Em contrapartida, o nome Daniela, associado à renomada cantora Daniela Mercury, apresenta um cenário distinto. Com um total de 5.271 mulheres chamadas Daniela em Salvador, essa denominação figura como o 23º nome feminino mais comum. Sua popularidade atingiu o pico na década de 1980, quando 2.630 Danielas nasceram, um período que ocorre após o nascimento da artista em 1965.
Nomes Raros e Grafias Distintas: Margareth, Alinne e Sarajane
A ministra da Cultura e cantora Margareth Menezes também possui uma quantidade reduzida de homônimas na capital baiana. O nome Margareth é encontrado em apenas 146 registros, ocupando a 933ª posição entre os nomes femininos mais frequentes. Seu auge de popularidade ocorreu nos anos 1960, quando 53 mulheres receberam esse nome.
A situação de Alinne Rosa destaca o impacto da grafia na popularidade dos nomes. O nome Aline, com apenas um “n”, é bastante comum, com 5.848 mulheres, sendo o 16º nome mais frequente na cidade. Por outro lado, a forma Alinne, com dois “n”, conta com apenas 20 registros.
No caso de Sarajane, uma das pioneiras do axé, o nome é o menos comum entre os citados, com apenas 15 mulheres registradas em Salvador. Mesmo assim, a cidade se destaca ao liderar o ranking nacional de pessoas chamadas Sarajane.
Bell, Saulo e Russo: Nomes Masculinos e Tendências Culturais
O cantor Bell Marques, que nasceu como Washington, possui 860 registros em Salvador, o 213º nome masculino mais comum. Curiosamente, o nome artístico Bell não se encontra entre os nomes da Bahia, embora existam 52 pessoas com esse nome em todo o Brasil, sendo 27 delas mulheres.
Por sua vez, o nome Saulo, associado ao cantor Saulo Fernandes, conta com 867 registros na capital, posicionando-se como o 211º nome masculino mais frequente. O auge de popularidade do nome ocorreu na década de 2010, quando 212 Saulos vieram ao mundo, e atualmente, a idade média desse grupo é de 19 anos.
Já o vocalista da banda BaianaSystem, conhecido como Russo Passapusso, nasceu com o nome Roosevelt, que é bastante raro em Salvador, com apenas 32 registros.

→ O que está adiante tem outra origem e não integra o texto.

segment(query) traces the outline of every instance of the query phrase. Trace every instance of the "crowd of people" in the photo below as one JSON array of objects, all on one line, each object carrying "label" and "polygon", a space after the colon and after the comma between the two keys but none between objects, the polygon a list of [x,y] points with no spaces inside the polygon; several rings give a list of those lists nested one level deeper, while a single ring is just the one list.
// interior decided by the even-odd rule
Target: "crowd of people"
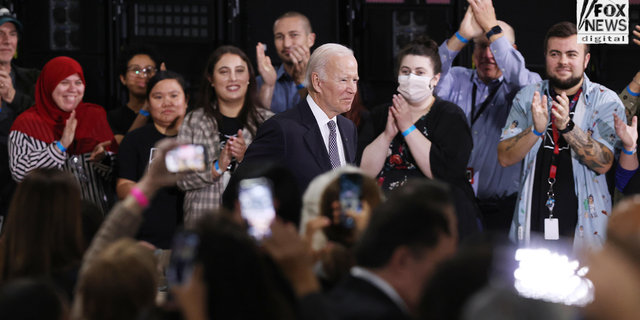
[{"label": "crowd of people", "polygon": [[[468,5],[440,46],[400,51],[384,105],[287,12],[280,67],[221,46],[196,97],[156,48],[123,48],[108,112],[74,59],[15,65],[0,8],[0,318],[635,319],[640,72],[592,82],[559,22],[542,80],[492,1]],[[468,44],[475,69],[453,66]],[[186,145],[204,170],[169,165]],[[588,266],[584,290],[527,291],[562,273],[541,248]]]}]

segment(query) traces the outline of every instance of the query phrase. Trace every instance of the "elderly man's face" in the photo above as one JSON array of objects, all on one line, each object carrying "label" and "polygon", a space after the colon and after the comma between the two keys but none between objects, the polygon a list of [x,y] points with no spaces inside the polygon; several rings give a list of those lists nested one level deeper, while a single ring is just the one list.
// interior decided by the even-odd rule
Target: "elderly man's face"
[{"label": "elderly man's face", "polygon": [[5,22],[0,26],[0,63],[11,62],[18,46],[18,30],[13,22]]},{"label": "elderly man's face", "polygon": [[318,83],[318,105],[333,118],[351,109],[358,91],[358,62],[353,56],[335,56],[325,68],[325,79]]}]

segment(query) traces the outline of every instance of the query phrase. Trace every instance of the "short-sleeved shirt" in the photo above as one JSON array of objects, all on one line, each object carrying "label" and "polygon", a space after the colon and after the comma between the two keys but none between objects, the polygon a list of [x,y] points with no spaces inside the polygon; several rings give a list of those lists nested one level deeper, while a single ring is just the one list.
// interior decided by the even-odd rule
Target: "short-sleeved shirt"
[{"label": "short-sleeved shirt", "polygon": [[[258,82],[258,90],[262,87],[262,76],[256,78]],[[271,111],[280,113],[293,108],[300,102],[300,94],[296,88],[296,83],[291,75],[284,70],[284,64],[280,65],[277,73],[276,86],[273,89],[273,97],[271,98]]]},{"label": "short-sleeved shirt", "polygon": [[[129,132],[118,151],[118,178],[139,181],[154,161],[155,144],[166,138],[155,125],[147,124]],[[158,190],[151,205],[144,211],[144,222],[136,235],[160,249],[170,249],[173,234],[182,224],[184,193],[177,187]]]}]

A idade média dos Roosevelt é de 57 anos, contrastando com os 43 anos do cantor.
Nomes Populares e a Identidade do Carnaval
O cantor Léo Santana, que tem como nome de batismo Leandro, é registrado em 4.670 casos em Salvador, tornando-se o 44º nome masculino mais frequente. A maioria dos Leandros nasceu na década de 1980, período em que Léo chegou ao mundo, em 1988. O diminutivo Léo também é registrado, com 151 ocorrências na cidade.

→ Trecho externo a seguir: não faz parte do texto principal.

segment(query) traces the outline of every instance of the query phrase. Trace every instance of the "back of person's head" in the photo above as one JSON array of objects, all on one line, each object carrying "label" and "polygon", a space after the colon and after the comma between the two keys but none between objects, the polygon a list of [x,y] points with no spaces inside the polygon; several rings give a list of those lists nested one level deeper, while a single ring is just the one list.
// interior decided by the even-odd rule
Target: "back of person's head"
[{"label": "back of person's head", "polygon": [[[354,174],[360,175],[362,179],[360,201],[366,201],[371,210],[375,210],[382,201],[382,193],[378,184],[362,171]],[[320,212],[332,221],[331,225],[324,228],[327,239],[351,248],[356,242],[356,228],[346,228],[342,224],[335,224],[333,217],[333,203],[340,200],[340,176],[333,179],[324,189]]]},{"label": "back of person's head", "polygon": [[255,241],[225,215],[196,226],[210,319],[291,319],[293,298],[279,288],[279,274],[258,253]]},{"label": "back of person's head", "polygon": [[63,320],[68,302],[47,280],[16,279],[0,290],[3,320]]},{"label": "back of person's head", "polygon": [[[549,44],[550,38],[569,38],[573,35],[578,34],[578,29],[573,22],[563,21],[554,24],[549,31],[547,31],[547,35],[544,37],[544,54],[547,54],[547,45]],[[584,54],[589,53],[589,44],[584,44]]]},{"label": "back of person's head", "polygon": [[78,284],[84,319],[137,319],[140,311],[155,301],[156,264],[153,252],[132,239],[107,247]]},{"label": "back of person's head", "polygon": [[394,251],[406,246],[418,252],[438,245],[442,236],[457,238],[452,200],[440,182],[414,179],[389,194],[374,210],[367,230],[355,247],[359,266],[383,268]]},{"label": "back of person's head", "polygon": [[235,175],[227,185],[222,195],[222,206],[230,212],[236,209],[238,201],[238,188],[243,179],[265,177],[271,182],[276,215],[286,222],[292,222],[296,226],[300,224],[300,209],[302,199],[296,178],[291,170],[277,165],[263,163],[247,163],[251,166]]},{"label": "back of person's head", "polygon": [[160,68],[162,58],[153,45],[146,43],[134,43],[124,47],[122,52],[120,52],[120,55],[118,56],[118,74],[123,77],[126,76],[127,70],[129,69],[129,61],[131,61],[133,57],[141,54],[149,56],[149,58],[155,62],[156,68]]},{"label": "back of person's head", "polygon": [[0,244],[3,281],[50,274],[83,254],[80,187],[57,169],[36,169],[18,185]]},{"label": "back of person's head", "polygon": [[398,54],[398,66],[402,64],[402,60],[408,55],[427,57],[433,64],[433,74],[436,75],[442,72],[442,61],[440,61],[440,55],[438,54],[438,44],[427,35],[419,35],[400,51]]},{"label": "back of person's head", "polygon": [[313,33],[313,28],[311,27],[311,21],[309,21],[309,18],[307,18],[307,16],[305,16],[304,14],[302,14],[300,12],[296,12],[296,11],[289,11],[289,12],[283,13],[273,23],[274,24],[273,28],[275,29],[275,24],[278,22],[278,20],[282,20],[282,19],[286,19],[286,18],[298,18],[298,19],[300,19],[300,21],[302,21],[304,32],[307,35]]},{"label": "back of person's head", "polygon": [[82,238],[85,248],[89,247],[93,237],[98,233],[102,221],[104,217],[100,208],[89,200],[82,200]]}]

Por outro lado, Luiz Caldas, um dos precursores da axé music, possui o nome mais popular entre os artistas mencionados. Com 10.563 homens chamados Luiz, esse é o 11º nome masculino mais frequente na capital. O auge da popularidade do nome ocorreu na década de 1960, com 1.729 homens recebendo esse nome, incluindo o cantor, que nasceu em 1963.
Plataforma “Nomes no Brasil” e a Cultura Social
Os dados apresentados são provenientes da plataforma Nomes no Brasil, construída a partir das informações do Censo Demográfico de 2022. Essa ferramenta permite a consulta sobre a frequência de nomes por município, sexo e ano de nascimento, oferecendo uma interpretação estatística das preferências culturais da população brasileira. O levantamento demonstra como os nomes próprios são indicativos de características sociais e culturais, refletindo tendências de época, influências da mídia e referências simbólicas que permeiam a sociedade.